The reason I bring it up is because I was just reading a
collection of Soviet jokes linked to by
P.Z.Myers, and in the
footnote of joke #1.7 I learned an interesting little factoid I thought I'd share. Apparently one of the "commonest statements of the official propaganda" of the soviet union was the phrase:
Lenin lived, Lenin lives, Lenin shall live.
Which immediately triggered my few remaining Catholic brain cells to regurgitate the phrase:
Christ has died, Christ is risen, Christ will come again.
So, you ask: what the heck is a messianic promise doing in Stalinist propaganda? Aren't they supposed to be heartless godless atheist materialists with no belief in the supernatural? Did they really believe in the Second Coming of Lenin?
On the one hand, you could say that the phrase "Lenin shall live" was meant to be a metaphorical reference to the restoration of pure Leninist ideals - but you could just as easily turn around, as some liberal theologians do, and say the same about "Christ will come again." But on the other hand, just as the majority of Christians believe the statement literally, you can also bet that the Lenin Prophesy was, at some point and by some people, also taken at face value. With any written, canonical formula there will always be a spectrum of interpretation, from the literal to the figurative and everything in between. And so, ultimately, we see Lenin being treated as a religious figure
despite the explicit atheism of his prescribed world order.
Highly dogmatic ideologies cannot help but coalesce around a central, charismatic figure who takes on the trappings of a god. This shouldn't be surprising. The Soviet people were forced to place their trust in Lenin, in the world he described and in the polity he shaped, even long after his death.
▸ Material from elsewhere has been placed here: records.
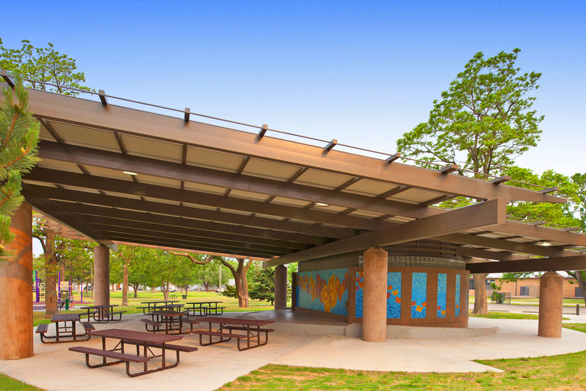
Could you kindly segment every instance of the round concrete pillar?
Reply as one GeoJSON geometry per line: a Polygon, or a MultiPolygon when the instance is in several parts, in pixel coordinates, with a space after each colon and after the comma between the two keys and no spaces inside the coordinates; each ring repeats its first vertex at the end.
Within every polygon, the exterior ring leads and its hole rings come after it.
{"type": "Polygon", "coordinates": [[[363,276],[362,339],[387,340],[387,251],[371,247],[364,251],[363,276]]]}
{"type": "Polygon", "coordinates": [[[275,268],[275,310],[287,306],[287,268],[279,265],[275,268]]]}
{"type": "Polygon", "coordinates": [[[0,267],[0,359],[33,355],[32,208],[23,203],[12,217],[14,256],[0,267]]]}
{"type": "Polygon", "coordinates": [[[548,271],[539,279],[539,325],[537,335],[561,338],[564,276],[548,271]]]}
{"type": "Polygon", "coordinates": [[[110,304],[110,249],[94,247],[94,305],[110,304]]]}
Because if they didn't believe in Lenin's great vision, their already dubious society would crumble. But what happens when a large group of people put their faith and trust in a non-existent entity? He becomes a god. A god is not a god only because of his ontological status as a supernatural being (one who cannot be seen and who could make all our lives better in the blink of an eye but somehow never does). A god is also the receptacle of the wishes, hopes, faith, and trust that people place in him. And because the god can't speak for himself, he is what people say he is.
EDIT: From a piece of reading I did for a class this afternoon: on the subject of relics (material remains
cum magical, religious objects) Stanley Tambiah has suggested that the charisma (in the Weberian sense) of a religious leader is or can be systematically concretized into his relics
post mortem.
1 Thus, the Embalmed Body of Lenin plays the same functional role as the Shards of the True Cross, Shroud of Turin, the Eucharist etc.: they are all posthumous repositories for the aura of personality that accrued to the 'holy man' both during and after his life.
1. Stanley Tambiah, Buddhist Saints of the Forest (1984), 335. Cited in John Strong "Buddhist Relics in Comparative Perspective," in Embodying the Dharma, ed. Germano and Trainor (SUNY, 2004), 38.